The World Trade Organisation is set to have its first full-term leader from an emerging country, after the candidates of Brazil and Mexico made it into the final round to succeed Frenchman Pascal Lamy, a source told AFP Thursday.
The diplomatic source, speaking on condition of anonymity, said that Brazil’s WTO ambassador Roberto Azevedo and Mexico’s Herminio Blanco Mendoza, a former senior trade negotiator, had cleared the remaining hurdle for a head-to-head contest.
The WTOs 159 member states were due to hold a meeting on the issue on Friday.
Azevedo is seen as a broad favourite in diplomatic circles, while insiders said that Mendoza had strong backing from rich economies in the WTO.
The WTO has been led by a developing country official before, but never for a full term — an ugly battle in the 1999 race led to Thailand and New Zealand splitting the post.
But with only Brazil and Mexico left in the running this time, they are assured of full control.

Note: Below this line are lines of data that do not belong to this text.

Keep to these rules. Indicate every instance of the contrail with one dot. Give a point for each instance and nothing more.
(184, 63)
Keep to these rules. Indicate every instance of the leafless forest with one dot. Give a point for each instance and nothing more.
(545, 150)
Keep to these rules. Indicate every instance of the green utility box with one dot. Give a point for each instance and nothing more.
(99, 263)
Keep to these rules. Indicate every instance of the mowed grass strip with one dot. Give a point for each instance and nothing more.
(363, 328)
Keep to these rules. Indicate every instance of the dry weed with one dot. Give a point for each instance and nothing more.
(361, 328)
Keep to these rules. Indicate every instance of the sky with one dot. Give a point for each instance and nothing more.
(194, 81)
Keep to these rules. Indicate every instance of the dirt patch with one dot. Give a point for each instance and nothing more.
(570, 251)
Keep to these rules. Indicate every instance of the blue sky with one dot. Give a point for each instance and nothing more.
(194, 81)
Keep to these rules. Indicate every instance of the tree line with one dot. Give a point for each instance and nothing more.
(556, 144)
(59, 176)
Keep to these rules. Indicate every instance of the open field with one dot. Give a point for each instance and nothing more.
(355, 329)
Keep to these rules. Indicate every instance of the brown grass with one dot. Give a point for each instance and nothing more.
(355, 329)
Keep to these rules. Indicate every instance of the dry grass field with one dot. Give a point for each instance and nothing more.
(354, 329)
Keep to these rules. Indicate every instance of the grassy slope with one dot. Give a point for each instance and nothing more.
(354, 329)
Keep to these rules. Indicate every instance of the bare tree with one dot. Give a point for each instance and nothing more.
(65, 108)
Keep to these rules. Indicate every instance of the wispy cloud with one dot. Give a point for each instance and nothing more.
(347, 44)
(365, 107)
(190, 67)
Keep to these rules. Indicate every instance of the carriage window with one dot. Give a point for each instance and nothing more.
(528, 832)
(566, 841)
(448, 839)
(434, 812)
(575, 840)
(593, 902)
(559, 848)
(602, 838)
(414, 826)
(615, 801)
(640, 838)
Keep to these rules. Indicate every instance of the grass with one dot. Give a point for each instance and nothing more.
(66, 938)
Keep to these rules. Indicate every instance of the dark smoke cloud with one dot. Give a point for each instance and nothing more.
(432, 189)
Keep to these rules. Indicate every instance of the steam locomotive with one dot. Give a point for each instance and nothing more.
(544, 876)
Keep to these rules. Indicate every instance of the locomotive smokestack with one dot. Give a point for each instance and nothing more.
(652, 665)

The WTO’s members set the rules of global commerce, and the Geneva-based organisation polices commitments to these rules.
An unprecedented nine candidates threw their hats into the ring to lead the WTO once Lamy’s term expires at the end of August.
The WTO’s leader, tasked with trying to keep stalling global trade talks alive, is not formally elected but rather chosen by consensus among the organisation’s 159 member states.
A trio of senior WTO member-state diplomats have spent recent weeks sounding out their fellow delegates to assess which candidates were likely to muster the most support, with those found wanting then pulling out.
Those who fell at the first hurdle earlier this month were from Kenya, Ghana, Jordan and Costa Rica.
In this week’s polling, the candidates deemed as least-likely to win support were from Indonesia, South Korea and New Zealand.